Lesser Included Offenses Under 18 U.S.C. § 1153

In Keeble v. United States, 412 U.S. 205 (1973), the Supreme Court held that an Indian defendant charged with a major crime violation under 18 U.S.C. § 1153, was entitled to request and receive an instruction on a lesser included offense not enumerated in that section, even though he could not have been charged with such an offense in the first instance. The Court felt this result was compelled by 18 U.S.C. § 3242, which provides that Indians charged with violations of 18 U.S.C. § 1153 shall be "tried in the same manner as are all other persons committing such offense within the exclusive jurisdiction of the United States."

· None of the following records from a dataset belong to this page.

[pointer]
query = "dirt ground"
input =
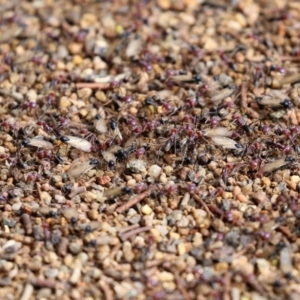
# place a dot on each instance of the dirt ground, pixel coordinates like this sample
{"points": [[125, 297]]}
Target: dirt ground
{"points": [[149, 150]]}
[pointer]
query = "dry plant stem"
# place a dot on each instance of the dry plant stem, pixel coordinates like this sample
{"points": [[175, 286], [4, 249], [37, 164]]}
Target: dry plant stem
{"points": [[284, 230], [181, 287], [244, 90], [227, 286], [106, 290], [93, 85], [290, 58], [129, 234], [43, 283], [110, 209], [199, 200], [38, 186], [14, 95], [77, 190], [245, 249], [123, 230], [135, 200]]}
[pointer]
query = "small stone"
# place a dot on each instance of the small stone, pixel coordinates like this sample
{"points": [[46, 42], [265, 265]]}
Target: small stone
{"points": [[263, 266], [51, 273], [165, 276], [209, 44], [87, 20], [222, 266], [93, 214], [154, 171], [11, 246], [181, 248], [260, 196], [168, 170], [295, 178], [77, 60], [60, 199], [146, 210], [17, 206], [64, 102], [84, 93], [62, 51], [131, 183], [89, 196], [75, 48], [9, 222], [266, 181], [75, 248], [44, 293], [164, 4], [136, 165], [70, 213]]}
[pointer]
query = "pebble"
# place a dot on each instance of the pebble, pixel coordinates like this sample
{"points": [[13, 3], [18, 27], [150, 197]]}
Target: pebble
{"points": [[165, 276], [154, 171], [27, 292], [260, 196], [16, 206], [62, 52], [266, 181], [70, 213], [51, 273], [87, 20], [181, 248], [75, 248], [146, 210], [263, 266], [84, 93], [44, 293], [9, 222], [75, 48], [60, 199], [77, 60], [295, 178], [11, 246], [137, 166]]}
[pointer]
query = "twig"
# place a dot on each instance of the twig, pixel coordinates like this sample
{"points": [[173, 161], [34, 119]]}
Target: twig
{"points": [[28, 291], [244, 90], [245, 249], [38, 186], [106, 290], [131, 233], [135, 200], [181, 287], [93, 85], [76, 190], [43, 283], [285, 231], [227, 287], [199, 200], [123, 230]]}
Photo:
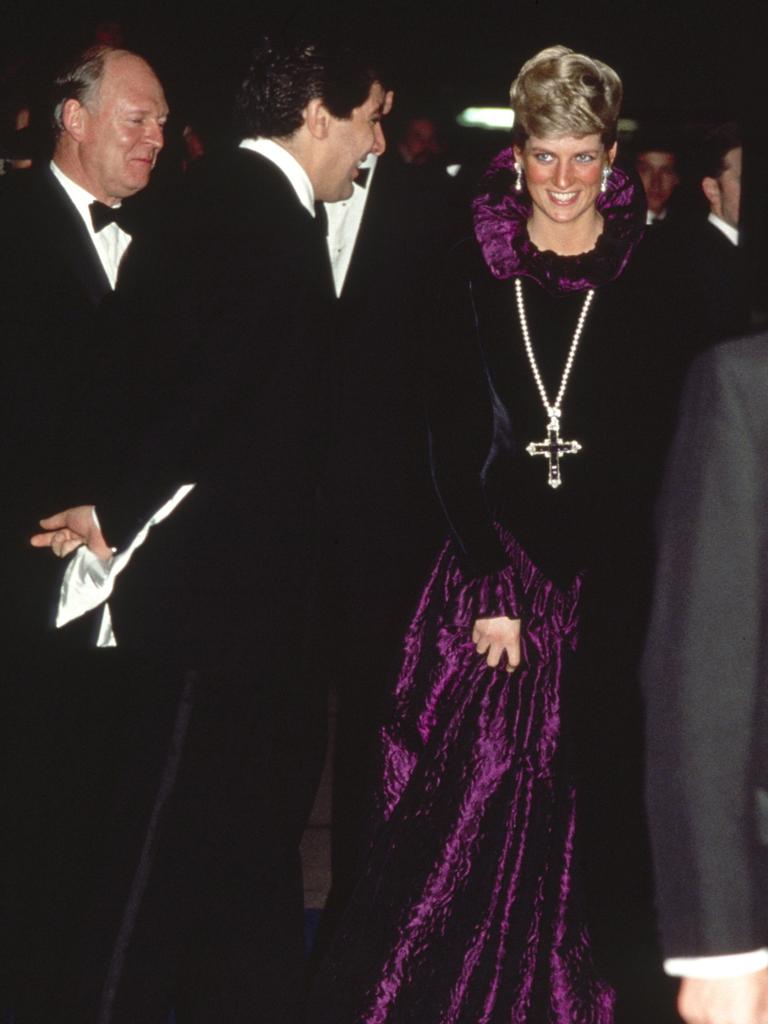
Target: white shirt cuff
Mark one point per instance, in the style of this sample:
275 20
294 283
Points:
89 582
717 967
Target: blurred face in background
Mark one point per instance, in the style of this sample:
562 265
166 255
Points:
657 170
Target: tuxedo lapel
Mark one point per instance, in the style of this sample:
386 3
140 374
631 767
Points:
70 238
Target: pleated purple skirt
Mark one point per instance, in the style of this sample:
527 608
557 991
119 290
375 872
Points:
468 910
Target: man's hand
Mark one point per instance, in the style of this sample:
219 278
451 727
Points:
496 637
67 530
742 999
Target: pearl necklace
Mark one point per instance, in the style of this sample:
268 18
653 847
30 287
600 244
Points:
553 446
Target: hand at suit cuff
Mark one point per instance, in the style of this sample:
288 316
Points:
717 967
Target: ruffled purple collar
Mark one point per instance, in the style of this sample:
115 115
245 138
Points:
501 217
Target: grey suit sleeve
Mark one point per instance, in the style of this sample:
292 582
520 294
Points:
704 665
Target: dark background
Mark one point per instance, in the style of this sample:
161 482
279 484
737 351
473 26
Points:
681 62
700 58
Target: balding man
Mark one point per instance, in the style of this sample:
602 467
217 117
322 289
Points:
231 304
59 269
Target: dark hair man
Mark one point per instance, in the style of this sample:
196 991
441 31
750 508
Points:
720 170
656 166
233 295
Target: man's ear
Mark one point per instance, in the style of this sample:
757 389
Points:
711 188
74 116
317 118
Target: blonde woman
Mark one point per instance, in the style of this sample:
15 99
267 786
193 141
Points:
470 907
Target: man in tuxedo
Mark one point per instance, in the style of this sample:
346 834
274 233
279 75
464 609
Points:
233 392
59 266
380 524
59 273
705 682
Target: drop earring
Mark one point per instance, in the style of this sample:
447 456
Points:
518 177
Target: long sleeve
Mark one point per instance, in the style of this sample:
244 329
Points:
464 416
704 662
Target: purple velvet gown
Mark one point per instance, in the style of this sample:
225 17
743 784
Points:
467 910
469 907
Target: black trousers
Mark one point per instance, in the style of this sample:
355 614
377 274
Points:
156 864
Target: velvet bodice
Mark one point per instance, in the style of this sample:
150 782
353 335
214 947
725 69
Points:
485 408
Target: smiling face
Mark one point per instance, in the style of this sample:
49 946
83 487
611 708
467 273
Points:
563 179
118 133
349 140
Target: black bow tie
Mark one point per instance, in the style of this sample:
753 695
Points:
101 215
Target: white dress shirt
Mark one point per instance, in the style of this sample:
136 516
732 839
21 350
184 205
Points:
290 166
344 220
112 242
88 582
730 232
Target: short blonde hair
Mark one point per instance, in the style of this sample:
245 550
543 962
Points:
559 92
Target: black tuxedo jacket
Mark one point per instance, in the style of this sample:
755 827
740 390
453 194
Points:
382 519
56 343
705 670
228 387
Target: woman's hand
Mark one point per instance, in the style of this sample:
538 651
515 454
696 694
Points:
496 637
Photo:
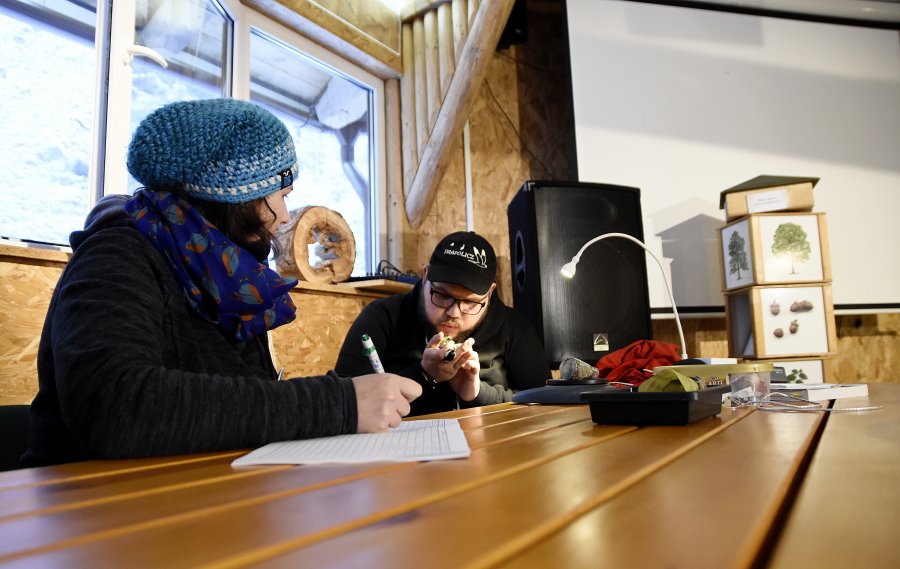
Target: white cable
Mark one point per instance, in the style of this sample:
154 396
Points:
568 271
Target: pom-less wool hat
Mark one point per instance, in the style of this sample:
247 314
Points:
221 150
465 259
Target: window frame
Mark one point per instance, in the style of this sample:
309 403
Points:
115 34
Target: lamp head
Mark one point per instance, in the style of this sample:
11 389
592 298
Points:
568 270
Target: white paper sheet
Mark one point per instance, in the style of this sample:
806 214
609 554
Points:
427 439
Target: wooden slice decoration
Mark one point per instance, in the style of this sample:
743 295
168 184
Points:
316 246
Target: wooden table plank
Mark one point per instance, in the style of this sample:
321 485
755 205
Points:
712 508
102 470
237 514
489 522
847 512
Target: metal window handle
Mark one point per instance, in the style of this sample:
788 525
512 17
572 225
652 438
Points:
142 51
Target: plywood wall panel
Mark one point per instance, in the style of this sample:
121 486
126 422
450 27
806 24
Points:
310 344
868 348
25 290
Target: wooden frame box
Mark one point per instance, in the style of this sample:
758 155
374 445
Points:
768 193
806 370
774 248
774 322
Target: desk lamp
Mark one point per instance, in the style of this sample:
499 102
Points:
568 271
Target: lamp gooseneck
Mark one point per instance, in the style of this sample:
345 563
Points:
568 271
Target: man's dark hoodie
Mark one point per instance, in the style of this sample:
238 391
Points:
127 368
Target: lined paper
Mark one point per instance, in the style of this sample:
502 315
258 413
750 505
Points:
427 439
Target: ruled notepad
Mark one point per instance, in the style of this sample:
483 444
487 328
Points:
427 439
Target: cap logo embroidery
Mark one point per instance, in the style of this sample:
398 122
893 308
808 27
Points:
478 258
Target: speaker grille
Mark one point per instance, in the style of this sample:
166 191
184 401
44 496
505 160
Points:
607 298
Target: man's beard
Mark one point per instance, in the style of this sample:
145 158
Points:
459 338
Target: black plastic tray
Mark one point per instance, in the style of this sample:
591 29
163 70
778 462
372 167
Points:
624 407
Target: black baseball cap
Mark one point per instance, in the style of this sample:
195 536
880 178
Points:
466 259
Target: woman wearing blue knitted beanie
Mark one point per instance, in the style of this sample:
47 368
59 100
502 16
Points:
155 342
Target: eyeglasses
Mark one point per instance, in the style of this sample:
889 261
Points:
445 301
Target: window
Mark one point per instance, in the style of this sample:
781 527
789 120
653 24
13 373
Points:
56 154
45 146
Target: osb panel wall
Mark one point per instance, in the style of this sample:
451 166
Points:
520 129
25 289
310 344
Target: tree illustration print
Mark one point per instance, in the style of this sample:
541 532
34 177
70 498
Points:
737 254
791 242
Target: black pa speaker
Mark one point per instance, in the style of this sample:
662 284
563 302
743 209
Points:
605 306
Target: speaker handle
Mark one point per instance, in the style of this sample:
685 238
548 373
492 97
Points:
519 268
568 271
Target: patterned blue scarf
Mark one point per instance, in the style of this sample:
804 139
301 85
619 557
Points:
222 282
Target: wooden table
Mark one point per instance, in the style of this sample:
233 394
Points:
544 487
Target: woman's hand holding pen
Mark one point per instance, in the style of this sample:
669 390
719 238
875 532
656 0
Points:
462 371
382 400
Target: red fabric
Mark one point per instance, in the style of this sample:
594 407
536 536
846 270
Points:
628 364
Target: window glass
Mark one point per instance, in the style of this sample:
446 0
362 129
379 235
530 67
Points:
329 118
47 78
194 37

If the jury returns a verdict of guilt upon the lesser offense, the court has jurisdiction to impose sentence for the lesser offense even though it would not have had jurisdiction over the offense initially. The rationale is that this result must have been intended by the Supreme Court when it handed down the ruling in Keeble. See United States v. Bowman, 679 F.2d 798 (9th Cir.), cert. denied, 459 U.S. 1210 (1983); United States v. John, 587 F.2d 683 (5th Cir. 1979); United States v. Felicia, 495 F.2d 353, 355 (8th Cir.), cert. denied, 419 U.S. 849 (1974). See also United States v. Walkingeagle, 974 F.2d 551 (4th Cir. 1992), cert. denied, 113 S. Ct. 1818 (1993), holding that the court, after dismissing the felony count under Fed. R. Crim. P. 29(a), retained jurisdiction over a lesser included misdemeanor, and properly submitted it to the jury.